Authors use chapters cleverly

Chapters. I like ‘em.

The same probably could be said for any reader — almost every book is divided into chapters, so they come with the territory — but if you’re paying attention, you begin to spot ways writers use chapters and how those divisions alter meaning.

I’ve been thinking about chapters for a while but finally buckled down to write when Maren Longbella wrote, in a review of “The House Hunt,” “I do love short chapters.” Her argument is that, like many writers who craft page-turners, C.M. Ewan uses short chapters — there are 116 in the 423-page book, many less than a page long — to propel a work forward so rapidly that it becomes difficult to put down.

I’ve often thought something similar about the thrillers of Michael Connelly, whose chapters are longer than Ewan’s but still come in at less than 10 pages apiece. “The Lincoln Lawyer” author often cuts between a couple points of view in his brief chapters, which establishes a speedy pace in the same way cross-cutting between two images in a movie can heighten the suspense by making us envision — and wait for — the moment when the two threads will intertwine.

Something similar happens in Louise Erdrich’s upcoming “The Mighty Red,” which contains 116 chapters in its 369 pages. That’s if my count is accurate. Erdrich’s chapters aren’t numbered in “Mighty,” which is set in 2008 and 2009 in a North Dakota community where most people have a rooting interest in which of two young men a woman named Kismet will marry.

I’ve seen folks on the Goodreads social media site say short chapters are helpful for those with attention disorders but even if you’re comfortably a long-haul reader, there’s a short-chapter bonus. Racking up chapters gives you a tiny sense of accomplishment: “I read 10 chapters tonight (and let’s just consign to the small print the fact that they were two pages long).”

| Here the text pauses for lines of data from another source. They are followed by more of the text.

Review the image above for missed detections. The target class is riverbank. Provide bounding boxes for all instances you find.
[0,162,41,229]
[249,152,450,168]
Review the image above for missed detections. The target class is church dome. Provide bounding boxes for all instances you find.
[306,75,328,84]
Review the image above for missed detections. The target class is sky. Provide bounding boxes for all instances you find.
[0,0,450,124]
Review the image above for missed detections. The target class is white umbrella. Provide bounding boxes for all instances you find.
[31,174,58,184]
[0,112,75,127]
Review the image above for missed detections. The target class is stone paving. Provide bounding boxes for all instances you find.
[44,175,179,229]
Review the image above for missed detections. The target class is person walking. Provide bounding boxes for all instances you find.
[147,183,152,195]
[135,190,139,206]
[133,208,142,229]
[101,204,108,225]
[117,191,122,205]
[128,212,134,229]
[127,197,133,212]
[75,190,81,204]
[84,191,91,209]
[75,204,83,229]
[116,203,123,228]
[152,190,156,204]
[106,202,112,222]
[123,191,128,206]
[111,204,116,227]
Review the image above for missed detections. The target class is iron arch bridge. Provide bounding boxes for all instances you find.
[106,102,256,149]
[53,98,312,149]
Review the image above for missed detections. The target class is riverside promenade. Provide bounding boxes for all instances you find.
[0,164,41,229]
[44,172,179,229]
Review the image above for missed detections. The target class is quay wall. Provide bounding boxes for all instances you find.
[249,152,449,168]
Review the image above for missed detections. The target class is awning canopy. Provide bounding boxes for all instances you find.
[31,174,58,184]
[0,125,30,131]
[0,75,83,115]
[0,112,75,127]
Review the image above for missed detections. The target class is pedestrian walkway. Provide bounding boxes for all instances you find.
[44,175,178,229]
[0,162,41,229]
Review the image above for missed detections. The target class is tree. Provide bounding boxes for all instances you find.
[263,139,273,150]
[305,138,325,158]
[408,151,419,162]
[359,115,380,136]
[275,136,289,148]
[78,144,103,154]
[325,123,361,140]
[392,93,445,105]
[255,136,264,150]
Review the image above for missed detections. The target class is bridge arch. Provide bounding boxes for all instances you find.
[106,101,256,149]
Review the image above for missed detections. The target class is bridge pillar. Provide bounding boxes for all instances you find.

The speedy, short chapters of “Mighty Red” (like Ewan, Erdrich is not afraid to cut it off after less than a page) suck us in — “Oh, it’s just three more pages. I can read another chapter before I turn off the light.” But they also give “Mighty” the feel of a Robert Altman movie, like “Nashville,” which is always shifting around to capture tiny portions of a huge canvas. It’s a big, meaty book but its chapters feel like tasty snacks.